On assiste en ce moment sur Internet à une nouvelle phase : après une très grande dispersion des ressources, un phénomène de concentration et de bipolarisation. Les sites qui marchent sont de plus en plus fréquentés, les autres tombent. C’est sauvage. J’appartiens, par l’ancienneté sur le réseau et la masse critique nécessaire des ressources, à la première catégorie, mais chacun des quelques rares sites présents dans ce créneau restreint (Inventaire/Invention, Matricule des Anges, auteurs.net, Petite Bibliothèque du ministère des affaires étrangères, theatre-contemporain.net) dispose désormais de moyens bien plus larges que les miens, alors que www.remue.net continue de garder sa spécificité et une fréquentation à leur niveau.

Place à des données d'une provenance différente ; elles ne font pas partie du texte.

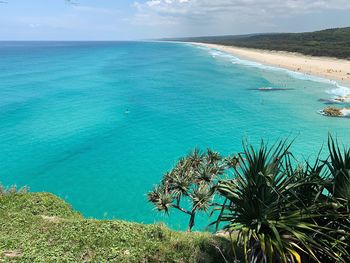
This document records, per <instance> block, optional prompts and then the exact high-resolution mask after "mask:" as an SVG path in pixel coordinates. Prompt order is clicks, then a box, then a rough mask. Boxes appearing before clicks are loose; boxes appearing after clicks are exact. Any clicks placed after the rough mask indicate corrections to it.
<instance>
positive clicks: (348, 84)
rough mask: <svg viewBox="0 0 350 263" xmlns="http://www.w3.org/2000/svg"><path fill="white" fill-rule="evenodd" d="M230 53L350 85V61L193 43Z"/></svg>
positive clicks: (261, 61) (302, 72)
mask: <svg viewBox="0 0 350 263" xmlns="http://www.w3.org/2000/svg"><path fill="white" fill-rule="evenodd" d="M192 44H195V45H200V46H204V47H208V48H214V49H217V50H220V51H224V52H227V53H230V54H232V55H234V56H237V57H239V58H243V59H248V60H253V61H256V62H260V63H263V64H267V65H271V66H277V67H281V68H285V69H289V70H292V71H296V72H302V73H305V74H308V75H314V76H319V77H323V78H327V79H331V80H335V81H337V82H339V83H343V84H345V85H346V86H349V85H350V61H349V60H342V59H337V58H330V57H311V56H306V55H302V54H298V53H290V52H284V51H267V50H260V49H250V48H240V47H232V46H223V45H217V44H206V43H192Z"/></svg>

Les enjeux d’Internet ne cessent de se modifier. Le paysage change tous les quatre mois. Mais est désormais acquis que la totalité des acteurs de la profession littéraire, éditeurs, libraires, bibliothèques, théâtres, plus les enseignants de lettres et les universités, sont connectés et ont fait du réseau un outil quotidien. Est désormais acquis, en parallèle, et même susceptible de révision, que la perspective d’un bouleversement par le commerce en ligne s’éloigne : les libraires traditionnels (qu’on se reporte à Ombres Blanches Toulouse, Machine à Lire Bordeaux, Dialogues Brest, Sauramps Montpellier) font de leur site un outil de proximité, lié à l’actualité culturelle de leur ville. Cela renforce encore l’intérêt des site ressources comme www.remue.net. Il faut résolument accompagner cette mutation que nous avons la chance de vivre en temps réel, dans son explosion, et dans le bouleversement qu’elle induit dans nos pratiques.